On January 8, 2020, Judge Toal issued a sweeping contempt order ruling that Zurich, United States Fidelity and Guaranty Co. (USF&G) and other insurers essentially operated Covil Corporation as an “alter ego” controlling all its affairs. The judge’s order allows plaintiffs to sue insurers as if they are companies that made or sold asbestos.

USF&G filed a writ with the South Carolina Supreme Court to stay the order, writing “even putting aside the due process, jurisdictional, and procedural defects of this purported finding, as a matter of public policy this alter ego theory would, if accepted, turn the insurance relationship on its head.”

Zurich filed a writ of mandamus with the South Carolina Supreme Court writing that Judge Toal “has an obligation to recuse herself in order to safeguard Zurich’s fundamental right under South Carolina law and federal due process to a ‘fair trial in a fair tribunal.’”

Both the USF&G and Zurich writs were denied on procedural grounds.



On March 13, 2020, Judge Toal granted a motion to consolidate two vastly dissimilar cases into one trial in which the plaintiffs claimed they contracted cancer as a result of exposure to asbestos in Johnson & Johnson’s Baby Powder.

One lawsuit involved a man who died at the age of 70 from pleural mesothelioma, a cancer of the lungs often associated with asbestos exposure. Before this death, the plaintiff testified that he also worked with asbestos at a facility that manufactured products containing asbestos. J&J argued the man’s cancer was more likely to have been caused by his occupational exposure.

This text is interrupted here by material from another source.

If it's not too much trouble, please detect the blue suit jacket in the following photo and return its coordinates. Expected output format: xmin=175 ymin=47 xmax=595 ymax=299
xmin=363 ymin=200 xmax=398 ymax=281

The other case involved a young woman who was diagnosed at the age of 14 with peritoneal mesothelioma that is less strongly associated with occupational asbestos. Studies, cited by J&J, show between 95 percent and 99 percent of that type of mesothelioma in women is the result of naturally occurring genetic errors during cell replications. The woman underwent surgery and chemotherapy and is currently cancer-free.

In its appeal of the consolidation order, J&J pointed out that South Carolina juries have heard three asbestos cases against the company and have yet to return a plaintiff’s verdict. One case resulted in a defense verdict and two others resulted in hung juries. Plaintiffs wanted to combine the above two cases, the company said, to “tilt the scales of the trials in their favor.”

The South Carolina Supreme Court agreed to an immediate review of Judge Toal’s consolidation order, but the parties reached a settlement before the appellate court had an opportunity to rule.


On April 8, 2020, Judge Toal emailed businesses named as defendants in asbestos cases before her court and indicated that she was going to consolidate five cases into one September trial in Richland County. The five cases include plaintiffs with different diseases and occupations and involve 141 defendants from over 140 different worksites that span nineteen different states with different laws.

On May 15, 2020, after dozens of company defendants filed vehement objections to the consolidation, arguing that they had not even been given a chance to object to the motion before the court decided to consolidate the cases, Judge Toal reversed herself and denied the plaintiffs’ motion to combine the cases. The judge, however, invited the plaintiffs to renew their consolidation motion after the facts of the cases are better developed and suggested consolidation may be needed to adapt to the COVID-19 pandemic.